再建案によると、米GMは2018年中に韓国GMへの貸付金28億ドルを優先株に転換する。さらに36億ドルを新規融資などで資金提供する。

韓国GMは36億ドルのうち、28億ドルを今後10年間の設備投資や研究開発にあて、8億ドルを早期希望退職に応募した従業員の退職金などに使う。債務の株式化で自己資本を拡充し、経営を安定させる。

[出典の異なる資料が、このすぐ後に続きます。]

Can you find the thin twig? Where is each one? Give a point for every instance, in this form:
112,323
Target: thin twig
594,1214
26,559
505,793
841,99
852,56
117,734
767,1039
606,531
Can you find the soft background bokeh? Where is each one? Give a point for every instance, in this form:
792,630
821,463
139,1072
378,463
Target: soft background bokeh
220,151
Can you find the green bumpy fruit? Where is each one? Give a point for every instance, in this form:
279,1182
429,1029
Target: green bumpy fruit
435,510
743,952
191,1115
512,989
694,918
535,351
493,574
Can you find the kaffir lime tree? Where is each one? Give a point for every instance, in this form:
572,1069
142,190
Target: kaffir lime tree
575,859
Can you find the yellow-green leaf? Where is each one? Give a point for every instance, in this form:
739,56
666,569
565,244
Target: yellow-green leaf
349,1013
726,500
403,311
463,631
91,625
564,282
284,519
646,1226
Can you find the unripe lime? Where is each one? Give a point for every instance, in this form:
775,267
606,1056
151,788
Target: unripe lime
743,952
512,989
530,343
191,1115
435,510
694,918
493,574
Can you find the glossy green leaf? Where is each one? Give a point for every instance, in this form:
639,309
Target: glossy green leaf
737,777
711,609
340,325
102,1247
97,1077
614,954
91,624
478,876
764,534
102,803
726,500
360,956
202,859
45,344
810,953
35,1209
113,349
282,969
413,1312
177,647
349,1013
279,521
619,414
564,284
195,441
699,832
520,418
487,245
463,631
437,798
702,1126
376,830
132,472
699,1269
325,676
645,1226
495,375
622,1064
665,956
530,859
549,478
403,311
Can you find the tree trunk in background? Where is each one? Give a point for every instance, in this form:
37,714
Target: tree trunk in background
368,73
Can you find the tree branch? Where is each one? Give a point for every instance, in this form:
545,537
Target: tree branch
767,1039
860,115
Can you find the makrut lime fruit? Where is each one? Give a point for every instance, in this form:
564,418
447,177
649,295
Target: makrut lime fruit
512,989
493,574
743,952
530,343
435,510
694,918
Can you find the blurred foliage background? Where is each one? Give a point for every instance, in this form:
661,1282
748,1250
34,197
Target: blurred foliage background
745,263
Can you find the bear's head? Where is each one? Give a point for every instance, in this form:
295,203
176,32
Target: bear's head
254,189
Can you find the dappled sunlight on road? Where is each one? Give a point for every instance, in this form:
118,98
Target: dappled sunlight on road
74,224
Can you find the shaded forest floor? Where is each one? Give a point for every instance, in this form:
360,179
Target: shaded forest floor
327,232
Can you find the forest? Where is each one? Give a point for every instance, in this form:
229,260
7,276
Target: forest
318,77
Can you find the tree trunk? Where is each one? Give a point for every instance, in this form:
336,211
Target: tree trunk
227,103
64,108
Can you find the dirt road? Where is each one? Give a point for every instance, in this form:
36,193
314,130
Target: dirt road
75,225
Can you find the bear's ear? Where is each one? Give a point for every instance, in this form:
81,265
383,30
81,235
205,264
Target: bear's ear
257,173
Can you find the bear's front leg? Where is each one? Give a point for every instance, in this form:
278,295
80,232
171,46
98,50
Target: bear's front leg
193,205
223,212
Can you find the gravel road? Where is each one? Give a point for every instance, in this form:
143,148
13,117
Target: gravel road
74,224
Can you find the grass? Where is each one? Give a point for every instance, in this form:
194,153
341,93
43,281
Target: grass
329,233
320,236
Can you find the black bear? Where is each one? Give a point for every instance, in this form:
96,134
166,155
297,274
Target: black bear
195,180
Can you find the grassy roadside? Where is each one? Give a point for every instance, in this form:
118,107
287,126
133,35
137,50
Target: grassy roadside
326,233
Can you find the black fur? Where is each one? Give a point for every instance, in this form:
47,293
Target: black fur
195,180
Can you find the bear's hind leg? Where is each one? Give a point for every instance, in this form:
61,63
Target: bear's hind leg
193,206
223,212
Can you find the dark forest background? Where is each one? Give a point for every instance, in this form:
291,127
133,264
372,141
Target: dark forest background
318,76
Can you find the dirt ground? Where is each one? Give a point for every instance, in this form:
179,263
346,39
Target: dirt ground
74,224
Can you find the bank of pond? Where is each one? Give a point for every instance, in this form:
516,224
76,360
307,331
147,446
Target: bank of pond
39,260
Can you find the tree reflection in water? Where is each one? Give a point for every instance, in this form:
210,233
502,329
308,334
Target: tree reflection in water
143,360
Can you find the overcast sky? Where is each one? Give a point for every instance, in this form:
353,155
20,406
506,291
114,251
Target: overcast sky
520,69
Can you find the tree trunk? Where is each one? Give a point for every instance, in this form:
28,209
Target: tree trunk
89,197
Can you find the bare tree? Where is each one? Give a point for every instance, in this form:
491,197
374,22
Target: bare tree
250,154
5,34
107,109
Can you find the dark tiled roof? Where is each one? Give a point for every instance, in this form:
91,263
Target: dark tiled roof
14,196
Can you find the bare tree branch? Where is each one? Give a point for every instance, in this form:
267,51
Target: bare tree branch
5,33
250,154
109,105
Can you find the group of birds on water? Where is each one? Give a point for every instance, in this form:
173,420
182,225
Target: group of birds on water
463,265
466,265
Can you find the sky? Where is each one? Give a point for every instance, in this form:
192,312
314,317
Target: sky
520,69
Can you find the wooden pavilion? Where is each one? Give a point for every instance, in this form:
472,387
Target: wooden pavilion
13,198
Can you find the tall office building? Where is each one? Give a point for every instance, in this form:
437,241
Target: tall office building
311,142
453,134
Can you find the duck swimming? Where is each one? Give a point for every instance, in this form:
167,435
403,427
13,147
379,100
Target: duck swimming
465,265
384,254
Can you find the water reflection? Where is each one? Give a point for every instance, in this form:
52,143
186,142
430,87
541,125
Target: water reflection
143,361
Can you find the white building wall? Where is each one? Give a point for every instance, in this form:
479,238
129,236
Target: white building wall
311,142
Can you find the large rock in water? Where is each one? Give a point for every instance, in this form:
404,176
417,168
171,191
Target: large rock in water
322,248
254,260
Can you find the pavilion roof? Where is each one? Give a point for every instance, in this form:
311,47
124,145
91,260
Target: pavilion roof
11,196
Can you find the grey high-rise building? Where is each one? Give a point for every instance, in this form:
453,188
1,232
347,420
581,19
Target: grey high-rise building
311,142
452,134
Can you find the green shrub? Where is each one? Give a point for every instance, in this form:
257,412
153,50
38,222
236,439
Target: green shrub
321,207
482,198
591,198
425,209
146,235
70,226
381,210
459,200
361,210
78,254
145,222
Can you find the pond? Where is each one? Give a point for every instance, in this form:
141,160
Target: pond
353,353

一方、韓国GMの2位株主で韓国政府系の産業銀行は年内に7億5000万ドル分の優先株を取得する。優先株は議決権がないため、韓国GMに対する出資比率は米GMが83%、韓国GMが17%で変わらない。韓国政府は米GMが求めていた韓国GMに対する税金の減免措置を検討する。

グループの欧州と新興国向け輸出拠点である韓国GMは、米GMの独オペル売却などの影響で工場稼働率が低下している。17年までの4年間で3000億円超の最終赤字を計上した。米GMは工場稼働率を改善するため、競争力のある新車2車種の生産を韓国GMに割り振る。

米GMは今年2月以降、韓国GMの法的整理に言及しながら、労働組合に対してコスト削減案を受け入れるよう迫った。労組が4月下旬にコスト削減を受け入れたのを機に、米GMも韓国投資に前向きに転じ、10日の合意につながった。

グローバルで構造改革を進めるGMが韓国法人維持を決断したことについて、韓国ではGMの戦略小型車の開発に韓国法人が欠かせないためとの見方がある。